One constraint in this type of coded aperture radar technology is that it tends to be more useful for shorter ranges, but that makes it ideal for such uses as security screening at safe distances. Radar can also see through smoke and dust, so CASA could be useful for seeing approaching people or vehicles in low visibility situations. It could also help helicopters navigate through dust, other atmospheric obscurants, or darkness by imaging landing areas with high resolution. Current airport scanners require subjects to walk through the apparatus to be scanned.
The CASA was developed by HRL researchers under the Defense Advanced Research Project Agency (DARPA)’s program Advanced Scanning Technology for Imaging Radars (ASTIR).
“With this program, DARPA’s goal was high-resolution radar imaging of the quality of a synthetic aperture radar, or SAR, but in a smaller, stationary system,” said Jonathan Lynch, HRL’s principal investigator on the project. “Normally SAR is on a moving platform, an aircraft for example, that flies over its target collecting desired radar images. These are very high-resolution images, such as very detailed 2D maps. The ASTIR program aimed at developing similar high-frequency radar technology that does not require the moving platform to collect high-resolution 3D images.”
The CASA radar array scans high-resolution 3D images with a digitally synthesized beam, which means the array itself does not need to be moving, but creates the images by digitally processing the data collected by the beam’s reflection off targets. The team, from HRL’s Microelectronics Laboratory, used a tiling approach to make the radar antenna array, with 1-inch-square radio frequency (RF) tiles.

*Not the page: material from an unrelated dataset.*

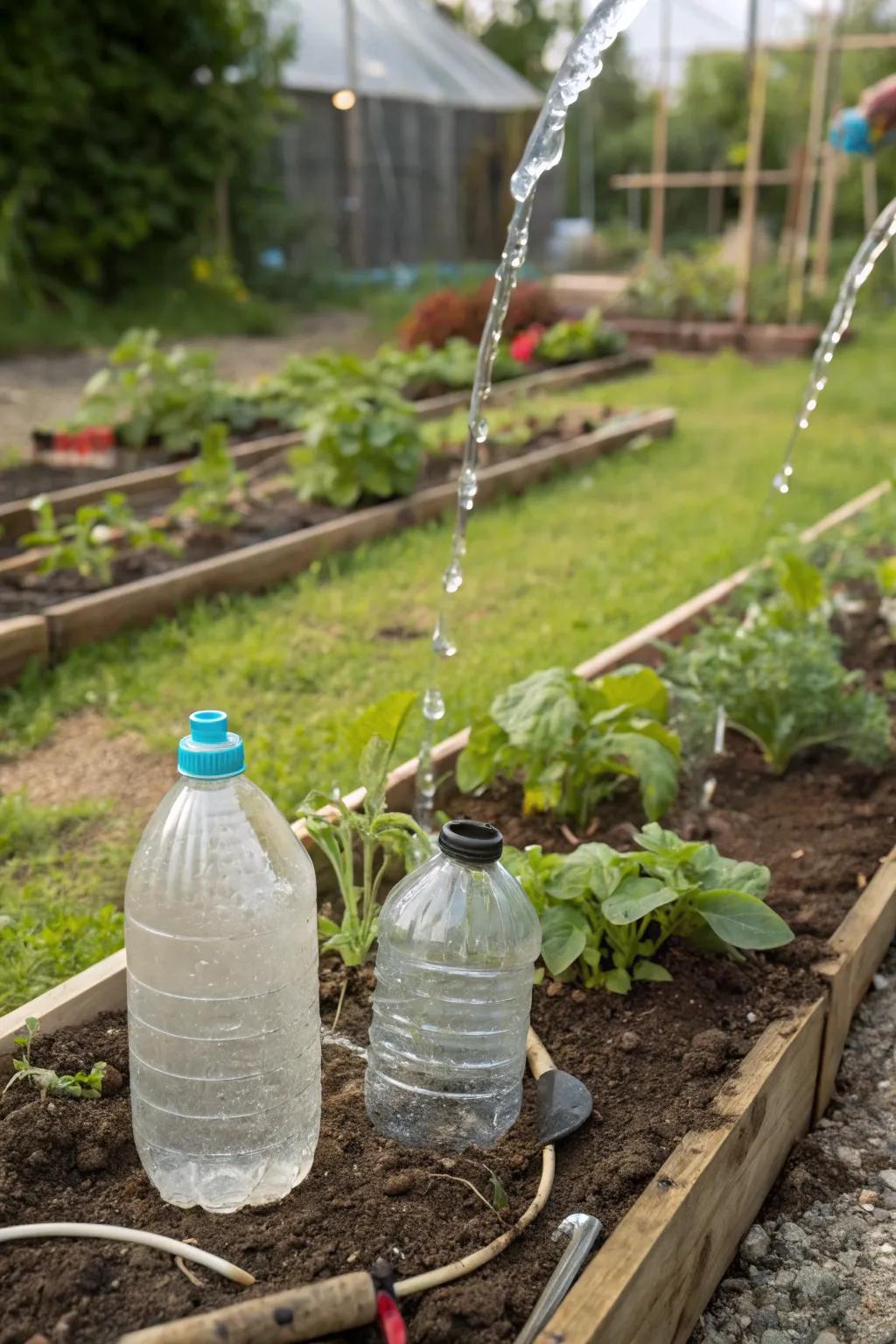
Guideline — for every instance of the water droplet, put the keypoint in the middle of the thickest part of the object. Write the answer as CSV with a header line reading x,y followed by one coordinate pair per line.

“The tiles make the array scalable to whatever size is needed for a particular task. You can add more tiles over a fairly large area and get thousands of pixels in your images. Also, we fabricated the tile arrays with wafer-scale integration that really keeps costs in line,” Lynch said.

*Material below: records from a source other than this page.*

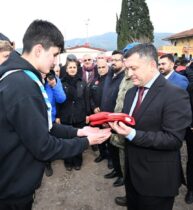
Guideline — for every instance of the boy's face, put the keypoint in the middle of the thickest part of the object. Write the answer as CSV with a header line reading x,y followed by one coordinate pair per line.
x,y
4,56
47,59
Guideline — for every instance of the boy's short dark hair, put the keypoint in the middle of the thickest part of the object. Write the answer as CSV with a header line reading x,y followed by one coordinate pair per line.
x,y
44,33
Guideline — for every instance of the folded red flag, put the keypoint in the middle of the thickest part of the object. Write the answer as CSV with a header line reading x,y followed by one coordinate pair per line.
x,y
105,117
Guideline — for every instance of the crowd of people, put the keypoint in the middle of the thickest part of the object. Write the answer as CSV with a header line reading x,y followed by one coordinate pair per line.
x,y
45,109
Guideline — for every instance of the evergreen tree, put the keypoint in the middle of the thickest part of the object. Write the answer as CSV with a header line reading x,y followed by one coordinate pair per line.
x,y
134,23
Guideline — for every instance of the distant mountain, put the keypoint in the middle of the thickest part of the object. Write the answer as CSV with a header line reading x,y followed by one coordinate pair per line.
x,y
108,41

The CASA array operates at a very high frequency because the higher the frequency, the narrower the radar beam, and the greater the image resolution. “With such high frequency, we fabricated a 1,024-element radar antenna array that is about an inch on a side. The little antenna elements are only 700 microns (one micron = one thousandth of a millimeter) apart, based on spacing them half a wavelength apart. That’s how small the wavelength of the beam is,” Lynch said.
HRL’s world-leading capabilities in microelectronics made the CASA possible by combining coded aperture radar with gallium nitride (GaN) T4 monolithic microwave integrated circuits (MMICs) and 3D integration. “The heart of the technology is our GaN T4 MMIC,” said HRL researcher Hasan Sharifi. “These circuits operate at very high frequency, 235 gigahertz, allowing us to pack many elements into a tiny area.”
“On the hardware side, we are able to fabricate smaller, lower power circuits using 3D integration,” said HRL researcher Florian Herrault. “With this technology we stack the circuits in three dimensions that in the past would be placed side-by-side, greatly reducing device size and increasing efficiency. The CASA devices operate on extremely low power, with each element dissipating about 20 microwatts.”
HRL Laboratories, LLC, Malibu, California (hrl.com) is a corporate research-and-development laboratory owned by The Boeing Company and General Motors specializing in research into sensors and materials, information and systems sciences, applied electromagnetics, and microelectronics. HRL provides custom research and development and performs additional R&D contract services for its LLC member companies, the U.S. government, and other commercial companies.